Clemson was No. 2 in the nation in scoring defense 2019 and had multiple future NFL Draft picks. It also had an offense with Trevor Lawrence and Travis Etienne and Tee Higgins and Justyn Ross — but once LSU got a stop on defense midway through the 2nd quarter, everything changed.

Clemson was playing catch-up against a hot quarterback and elite skill players, and LSU outscored the Tigers 28-8 the rest of the way to win the national title.

A year later, it played out almost identically for Alabama: The Tide got a defensive stop in the middle of the 2nd quarter and held Ohio State to a field goal with a 21-17 lead.

Alabama then outscored Ohio State 31-7 over the final 30-plus minutes to win the national title. The 2020 Tide defense might have been Nick Saban’s worst in Tuscaloosa, and the 2019 LSU defense was 31st in the nation in scoring defense.

But both were so good offensively, so dialed into what they wanted and how to execute it, all it took was 1 key defensive stop to force the opponent to play catch-up. And when you’re playing catch-up, coaches call plays differently, players execute differently, and the process isn’t a smooth operation.
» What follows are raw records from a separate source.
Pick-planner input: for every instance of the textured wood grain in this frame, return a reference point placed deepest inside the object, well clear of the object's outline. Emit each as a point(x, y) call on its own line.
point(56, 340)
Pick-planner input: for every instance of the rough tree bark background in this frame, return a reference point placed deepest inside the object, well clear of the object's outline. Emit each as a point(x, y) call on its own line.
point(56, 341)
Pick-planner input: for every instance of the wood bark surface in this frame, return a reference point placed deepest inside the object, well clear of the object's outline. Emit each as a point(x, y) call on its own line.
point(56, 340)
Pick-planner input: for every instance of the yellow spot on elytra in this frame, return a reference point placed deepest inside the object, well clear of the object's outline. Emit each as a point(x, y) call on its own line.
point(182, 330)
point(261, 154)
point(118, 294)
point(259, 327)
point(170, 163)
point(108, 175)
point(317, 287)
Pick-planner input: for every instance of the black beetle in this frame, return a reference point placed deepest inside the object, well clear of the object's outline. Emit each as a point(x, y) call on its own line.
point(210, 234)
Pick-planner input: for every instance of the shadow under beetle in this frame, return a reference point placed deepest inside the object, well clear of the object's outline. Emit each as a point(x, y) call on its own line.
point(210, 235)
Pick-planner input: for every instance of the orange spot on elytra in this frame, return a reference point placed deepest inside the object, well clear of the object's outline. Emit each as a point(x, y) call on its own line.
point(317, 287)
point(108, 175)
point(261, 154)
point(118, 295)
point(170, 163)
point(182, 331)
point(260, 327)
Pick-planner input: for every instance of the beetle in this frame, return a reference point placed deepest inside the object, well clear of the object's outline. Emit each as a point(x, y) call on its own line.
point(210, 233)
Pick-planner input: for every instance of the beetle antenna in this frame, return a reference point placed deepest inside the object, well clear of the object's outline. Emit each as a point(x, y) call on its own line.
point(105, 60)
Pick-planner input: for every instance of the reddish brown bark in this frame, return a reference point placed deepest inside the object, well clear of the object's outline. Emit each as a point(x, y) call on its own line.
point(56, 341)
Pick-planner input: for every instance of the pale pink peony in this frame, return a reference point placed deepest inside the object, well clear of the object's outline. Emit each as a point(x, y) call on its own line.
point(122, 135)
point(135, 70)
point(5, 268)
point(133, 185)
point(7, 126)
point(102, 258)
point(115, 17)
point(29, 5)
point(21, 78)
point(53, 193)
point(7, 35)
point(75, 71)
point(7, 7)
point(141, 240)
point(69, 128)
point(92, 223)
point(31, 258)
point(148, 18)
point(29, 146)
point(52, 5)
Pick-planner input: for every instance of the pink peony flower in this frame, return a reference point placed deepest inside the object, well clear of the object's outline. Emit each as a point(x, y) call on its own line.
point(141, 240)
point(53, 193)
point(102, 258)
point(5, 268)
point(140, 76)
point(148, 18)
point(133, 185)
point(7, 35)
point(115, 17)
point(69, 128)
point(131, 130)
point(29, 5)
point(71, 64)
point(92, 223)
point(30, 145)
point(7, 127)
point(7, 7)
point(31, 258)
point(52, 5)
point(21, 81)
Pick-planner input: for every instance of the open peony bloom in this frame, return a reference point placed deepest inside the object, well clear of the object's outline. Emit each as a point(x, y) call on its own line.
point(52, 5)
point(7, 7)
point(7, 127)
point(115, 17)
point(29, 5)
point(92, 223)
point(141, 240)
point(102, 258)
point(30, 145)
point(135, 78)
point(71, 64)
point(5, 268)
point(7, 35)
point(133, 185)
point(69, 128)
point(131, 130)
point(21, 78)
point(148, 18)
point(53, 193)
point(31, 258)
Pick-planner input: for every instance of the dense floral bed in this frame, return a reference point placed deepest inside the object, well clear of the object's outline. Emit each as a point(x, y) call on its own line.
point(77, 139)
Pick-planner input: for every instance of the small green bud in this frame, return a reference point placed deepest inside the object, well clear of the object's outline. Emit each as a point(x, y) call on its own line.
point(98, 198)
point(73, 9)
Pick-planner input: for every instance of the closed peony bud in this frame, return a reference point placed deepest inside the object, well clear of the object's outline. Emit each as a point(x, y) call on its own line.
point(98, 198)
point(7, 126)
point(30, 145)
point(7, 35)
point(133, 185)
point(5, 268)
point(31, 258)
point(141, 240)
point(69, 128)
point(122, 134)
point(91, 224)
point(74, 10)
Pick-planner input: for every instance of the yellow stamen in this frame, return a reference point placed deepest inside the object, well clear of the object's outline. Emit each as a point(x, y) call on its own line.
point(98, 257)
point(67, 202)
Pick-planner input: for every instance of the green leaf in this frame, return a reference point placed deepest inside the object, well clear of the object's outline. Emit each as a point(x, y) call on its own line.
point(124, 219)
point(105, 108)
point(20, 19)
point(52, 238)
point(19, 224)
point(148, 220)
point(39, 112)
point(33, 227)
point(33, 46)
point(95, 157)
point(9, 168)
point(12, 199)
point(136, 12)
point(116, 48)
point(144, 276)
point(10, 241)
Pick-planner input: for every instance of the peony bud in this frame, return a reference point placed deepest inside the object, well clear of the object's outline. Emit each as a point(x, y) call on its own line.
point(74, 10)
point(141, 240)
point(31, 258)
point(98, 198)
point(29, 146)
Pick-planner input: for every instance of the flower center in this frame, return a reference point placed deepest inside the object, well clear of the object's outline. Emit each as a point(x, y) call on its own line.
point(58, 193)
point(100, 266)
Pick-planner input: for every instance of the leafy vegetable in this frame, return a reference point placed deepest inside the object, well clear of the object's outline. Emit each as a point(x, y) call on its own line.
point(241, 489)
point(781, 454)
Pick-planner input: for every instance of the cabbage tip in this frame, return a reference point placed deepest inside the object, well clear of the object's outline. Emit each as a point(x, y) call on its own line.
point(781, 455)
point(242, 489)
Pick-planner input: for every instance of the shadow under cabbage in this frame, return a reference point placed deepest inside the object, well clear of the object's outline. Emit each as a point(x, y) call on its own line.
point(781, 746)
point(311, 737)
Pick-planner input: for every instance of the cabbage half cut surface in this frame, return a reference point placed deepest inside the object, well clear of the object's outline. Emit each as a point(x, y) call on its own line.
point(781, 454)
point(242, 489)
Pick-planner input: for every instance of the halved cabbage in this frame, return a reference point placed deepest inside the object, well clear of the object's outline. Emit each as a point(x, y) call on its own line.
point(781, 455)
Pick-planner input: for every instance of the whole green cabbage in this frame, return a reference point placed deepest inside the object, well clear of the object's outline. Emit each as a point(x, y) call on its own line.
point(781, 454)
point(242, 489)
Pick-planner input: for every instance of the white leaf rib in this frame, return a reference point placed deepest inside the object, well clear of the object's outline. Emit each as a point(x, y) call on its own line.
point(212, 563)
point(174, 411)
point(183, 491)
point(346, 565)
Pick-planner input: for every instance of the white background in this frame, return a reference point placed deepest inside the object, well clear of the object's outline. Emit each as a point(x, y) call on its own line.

It’s based on equal parts desperation and panic, knowing that every missed opportunity — or failure to score points — will push you further behind a hot offense that isn’t going away.

“I’m always confident in myself and this team, and the preparation that our coaches give us going into each game,” Penix said. “I feel pretty excited for the opportunity.”

Why wouldn’t he? The Huskies have 2 receivers who average more than 17 yards per catch (Rome Odunze, Ja’Lynn Polk), and the receiving corps goes 5 deep of players who can win on the outside and over the middle — including WRs Jalen McMillan and Germie Bernard, and TE Jack Westover.

Add to that, 1,000-yard rusher Dillon Johnson — assuming he’s healthy, of course — and this could be the most dangerous offense Michigan has faced under Harbaugh (including those dangerous Ohio State teams in 2021-22).

LSU in 2019 had 3 receivers (Ja’Marr Chase, Justin Jefferson, Terrace Marshall Jr.), a tight end (Thaddeus Moss) who could win individual battles, and a 1,000-yard running back (Clyde Edwards-Helaire).

Alabama in 2020 had WRs DeVonta Smith, John Metchie III and Jaylen Waddle, tight end Jahleel Billingsley and 1,000-yard running back Najee Harris.

So the Washington offense isn’t exactly LSU or Alabama of the past. Who cares?

All it takes is one more game of sheer force and offensive will to arrive at the same place.